I am teaching courses that focus on 19th and 20th century literature, and I have encouraged students who feel like it to write on how the books they are reading affect their own lives. This subjective focus does not, I have found, take away from the serious analysis my students are doing. Instead, it makes what they have to say about an author or a text more meaningful. If anything, my students are putting more, rather than less, time into their courses than they ordinarily do, and the mandatory pass/fail grade system that the college has instituted for this term has instituted for this term makes it easier for them to take chances with their papers.

I have been reading the letters university presidents, especially from the universities I have gone to or taught at, have sent out to students and alumni. They are good letters, heartfelt and designed to emphasize how the communities that colleges create are not limited by geography. But the best letters I have read are those from students. They have a concreteness to them in which a favorite desk on which a senior thesis was written or a last meal with friends at a burger joint defines the undergraduate experience in a way no college president can. In these lugubrious times it is students who have grasped the rightness of using Skype and Zoom for Meets and Greets with the family cat and dog.

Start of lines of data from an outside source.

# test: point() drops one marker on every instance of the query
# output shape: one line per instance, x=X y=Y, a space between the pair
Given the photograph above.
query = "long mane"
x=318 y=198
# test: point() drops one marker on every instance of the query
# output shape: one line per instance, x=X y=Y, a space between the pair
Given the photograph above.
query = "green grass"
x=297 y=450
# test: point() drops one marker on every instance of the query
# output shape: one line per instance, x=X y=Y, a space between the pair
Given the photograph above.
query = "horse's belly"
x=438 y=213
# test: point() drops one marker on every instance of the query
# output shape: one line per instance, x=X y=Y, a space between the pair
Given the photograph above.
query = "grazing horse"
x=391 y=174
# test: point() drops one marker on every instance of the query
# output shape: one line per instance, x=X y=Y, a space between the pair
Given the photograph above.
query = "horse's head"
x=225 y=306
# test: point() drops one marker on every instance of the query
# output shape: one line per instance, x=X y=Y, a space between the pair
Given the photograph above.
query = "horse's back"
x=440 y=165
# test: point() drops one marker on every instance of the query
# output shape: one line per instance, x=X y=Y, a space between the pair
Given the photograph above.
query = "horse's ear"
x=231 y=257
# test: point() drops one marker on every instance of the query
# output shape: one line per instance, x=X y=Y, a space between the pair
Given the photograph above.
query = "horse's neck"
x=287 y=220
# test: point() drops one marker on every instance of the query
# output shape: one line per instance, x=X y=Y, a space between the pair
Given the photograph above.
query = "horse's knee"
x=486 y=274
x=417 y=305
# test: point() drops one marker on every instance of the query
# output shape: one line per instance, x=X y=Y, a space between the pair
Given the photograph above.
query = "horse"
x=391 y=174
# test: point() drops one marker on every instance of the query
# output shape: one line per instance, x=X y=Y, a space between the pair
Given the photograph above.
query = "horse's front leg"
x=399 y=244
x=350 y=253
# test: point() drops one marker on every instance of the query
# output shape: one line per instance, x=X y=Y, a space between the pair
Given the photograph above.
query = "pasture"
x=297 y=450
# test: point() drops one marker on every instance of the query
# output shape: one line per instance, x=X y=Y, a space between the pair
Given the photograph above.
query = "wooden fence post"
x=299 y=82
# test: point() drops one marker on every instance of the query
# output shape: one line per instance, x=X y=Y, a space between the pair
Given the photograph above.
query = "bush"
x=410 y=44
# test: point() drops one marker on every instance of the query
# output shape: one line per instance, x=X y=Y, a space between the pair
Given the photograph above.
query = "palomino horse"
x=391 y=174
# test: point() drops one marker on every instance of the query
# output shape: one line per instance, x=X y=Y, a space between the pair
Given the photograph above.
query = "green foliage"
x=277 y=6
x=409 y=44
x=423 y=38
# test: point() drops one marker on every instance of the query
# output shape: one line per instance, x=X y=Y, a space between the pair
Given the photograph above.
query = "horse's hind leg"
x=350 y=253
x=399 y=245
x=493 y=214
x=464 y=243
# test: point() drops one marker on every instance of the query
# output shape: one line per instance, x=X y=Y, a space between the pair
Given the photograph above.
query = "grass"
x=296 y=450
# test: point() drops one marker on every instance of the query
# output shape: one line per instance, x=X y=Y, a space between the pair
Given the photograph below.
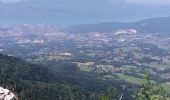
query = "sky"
x=68 y=12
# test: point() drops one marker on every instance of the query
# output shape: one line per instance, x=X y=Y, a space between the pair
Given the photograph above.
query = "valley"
x=123 y=54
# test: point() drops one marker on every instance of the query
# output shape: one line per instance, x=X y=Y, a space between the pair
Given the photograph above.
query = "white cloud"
x=150 y=2
x=11 y=1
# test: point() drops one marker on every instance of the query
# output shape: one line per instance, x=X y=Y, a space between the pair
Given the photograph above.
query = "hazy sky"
x=80 y=11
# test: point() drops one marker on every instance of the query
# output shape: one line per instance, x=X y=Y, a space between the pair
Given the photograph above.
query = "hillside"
x=34 y=82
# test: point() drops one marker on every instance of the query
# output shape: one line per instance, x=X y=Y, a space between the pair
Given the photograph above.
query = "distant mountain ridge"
x=151 y=25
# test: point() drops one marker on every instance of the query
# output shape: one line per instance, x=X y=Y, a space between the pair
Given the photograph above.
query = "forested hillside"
x=34 y=82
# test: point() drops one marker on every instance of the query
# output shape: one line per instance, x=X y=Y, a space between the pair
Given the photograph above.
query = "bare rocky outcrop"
x=6 y=94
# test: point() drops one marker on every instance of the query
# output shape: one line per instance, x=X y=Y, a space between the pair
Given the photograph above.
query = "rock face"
x=5 y=94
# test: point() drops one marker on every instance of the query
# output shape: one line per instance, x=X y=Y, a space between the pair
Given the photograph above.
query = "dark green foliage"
x=150 y=91
x=111 y=94
x=34 y=82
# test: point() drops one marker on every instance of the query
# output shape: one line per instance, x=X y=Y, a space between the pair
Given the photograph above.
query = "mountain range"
x=151 y=25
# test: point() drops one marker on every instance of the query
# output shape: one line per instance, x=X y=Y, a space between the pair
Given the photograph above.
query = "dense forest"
x=38 y=82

I am sure that over the next few years there are going to be courses on the Literature of Contagion springing up at colleges across the country. They are bound to be very popular. But the material I plan to add to the first-year writing course I am scheduled to teach this fall will be more particular. It will include the essays of students now in college. The writing I have seen from them suggests a future lit by insights uniquely theirs. They are not going to be a lost generation.